Personalized Video Summarization using Text-Based Queries and Conditional Modeling
Jia-Hong Huang
TL;DR
This work addresses the challenge of efficiently navigating long video content by enabling personalized, text-guided video summarization. It advances the field through four interrelated strands: (1) query-dependent summaries using a multi-modal end-to-end model that fuses text and visual data, (2) GPT-2–based contextualized encoding and attention mechanisms for improved cross-modal understanding, (3) a conditional modeling framework that explicitly accounts for human-like non-visual factors and introduces helper distributions and a conditional attention module for explainability, and (4) a pseudo-label supervision strategy with segment-level pretext tasks and a semantics booster to mitigate data scarcity. Across multiple benchmarks (TVSum, SumMe, QueryVS), the methods achieve state-of-the-art performance in accuracy and F1-score, demonstrating improved control, interpretability, and robustness. The practical impact lies in more efficient video exploration, personalized content curation, and scalable evaluation pipelines for query-based video summarization.
Abstract
The proliferation of video content on platforms like YouTube and Vimeo presents significant challenges in efficiently locating relevant information. Automatic video summarization aims to address this by extracting and presenting key content in a condensed form. This thesis explores enhancing video summarization by integrating text-based queries and conditional modeling to tailor summaries to user needs. Traditional methods often produce fixed summaries that may not align with individual requirements. To overcome this, we propose a multi-modal deep learning approach that incorporates both textual queries and visual information, fusing them at different levels of the model architecture.
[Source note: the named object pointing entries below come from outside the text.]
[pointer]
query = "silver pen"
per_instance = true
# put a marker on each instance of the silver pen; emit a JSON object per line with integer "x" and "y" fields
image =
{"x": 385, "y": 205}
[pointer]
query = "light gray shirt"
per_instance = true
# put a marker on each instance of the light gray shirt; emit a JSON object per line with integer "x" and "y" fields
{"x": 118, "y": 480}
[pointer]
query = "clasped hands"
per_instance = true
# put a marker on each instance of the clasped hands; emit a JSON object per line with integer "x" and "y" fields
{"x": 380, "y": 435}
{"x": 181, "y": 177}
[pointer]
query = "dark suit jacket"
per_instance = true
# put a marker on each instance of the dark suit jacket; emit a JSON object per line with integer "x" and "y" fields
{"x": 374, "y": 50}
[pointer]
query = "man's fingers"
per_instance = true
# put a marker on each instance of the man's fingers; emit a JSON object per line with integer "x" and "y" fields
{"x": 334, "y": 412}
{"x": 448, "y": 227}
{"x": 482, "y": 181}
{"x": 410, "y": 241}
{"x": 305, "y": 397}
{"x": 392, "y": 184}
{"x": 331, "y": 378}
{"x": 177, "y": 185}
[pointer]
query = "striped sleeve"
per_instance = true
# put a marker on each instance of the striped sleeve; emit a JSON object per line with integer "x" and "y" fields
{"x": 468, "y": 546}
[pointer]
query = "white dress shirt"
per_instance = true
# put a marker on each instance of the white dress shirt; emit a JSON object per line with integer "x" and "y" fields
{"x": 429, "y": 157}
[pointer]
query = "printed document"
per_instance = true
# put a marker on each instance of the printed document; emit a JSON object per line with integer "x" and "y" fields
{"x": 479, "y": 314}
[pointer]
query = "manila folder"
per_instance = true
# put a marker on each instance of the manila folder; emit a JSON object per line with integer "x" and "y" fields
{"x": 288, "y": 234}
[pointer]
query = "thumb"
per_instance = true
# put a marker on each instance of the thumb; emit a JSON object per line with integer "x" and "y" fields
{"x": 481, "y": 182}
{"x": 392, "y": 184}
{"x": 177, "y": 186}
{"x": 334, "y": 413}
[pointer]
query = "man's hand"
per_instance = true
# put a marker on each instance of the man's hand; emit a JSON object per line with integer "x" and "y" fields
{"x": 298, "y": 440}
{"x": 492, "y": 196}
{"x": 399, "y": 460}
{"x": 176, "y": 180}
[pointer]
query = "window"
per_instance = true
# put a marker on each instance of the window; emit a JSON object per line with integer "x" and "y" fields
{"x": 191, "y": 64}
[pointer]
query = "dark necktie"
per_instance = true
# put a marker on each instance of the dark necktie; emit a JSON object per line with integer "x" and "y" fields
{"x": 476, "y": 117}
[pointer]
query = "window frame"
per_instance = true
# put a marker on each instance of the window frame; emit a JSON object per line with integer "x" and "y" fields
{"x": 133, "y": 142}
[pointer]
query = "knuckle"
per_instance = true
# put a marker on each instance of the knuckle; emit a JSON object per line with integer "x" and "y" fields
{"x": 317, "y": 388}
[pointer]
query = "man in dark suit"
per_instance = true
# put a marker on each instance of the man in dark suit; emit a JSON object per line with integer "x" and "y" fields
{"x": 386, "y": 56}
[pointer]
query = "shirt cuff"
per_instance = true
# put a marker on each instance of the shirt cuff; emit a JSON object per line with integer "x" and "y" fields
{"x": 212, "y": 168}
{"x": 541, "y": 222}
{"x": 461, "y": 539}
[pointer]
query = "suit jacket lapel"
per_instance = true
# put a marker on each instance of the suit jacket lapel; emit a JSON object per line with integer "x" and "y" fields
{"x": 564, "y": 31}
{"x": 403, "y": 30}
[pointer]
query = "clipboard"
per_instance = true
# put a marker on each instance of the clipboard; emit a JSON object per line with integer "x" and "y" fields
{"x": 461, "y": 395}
Evaluation metrics such as accuracy and F1-score assess the quality of the generated summaries. The thesis also investigates improving text-based query representations using contextualized word embeddings and specialized attention networks. This enhances the semantic understanding of queries, leading to better video summaries. To emulate human-like summarization, which accounts for both visual coherence and abstract factors like storyline consistency, we introduce a conditional modeling approach. This method uses multiple random variables and joint distributions to capture key summarization components, resulting in more human-like and explainable summaries. Addressing data scarcity in fully supervised learning, the thesis proposes a segment-level pseudo-labeling approach. This self-supervised method generates additional data, improving model performance even with limited human-labeled datasets. In summary, this research aims to enhance automatic video summarization by incorporating text-based queries, improving query representations, introducing conditional modeling, and addressing data scarcity, thereby creating more effective and personalized video summaries.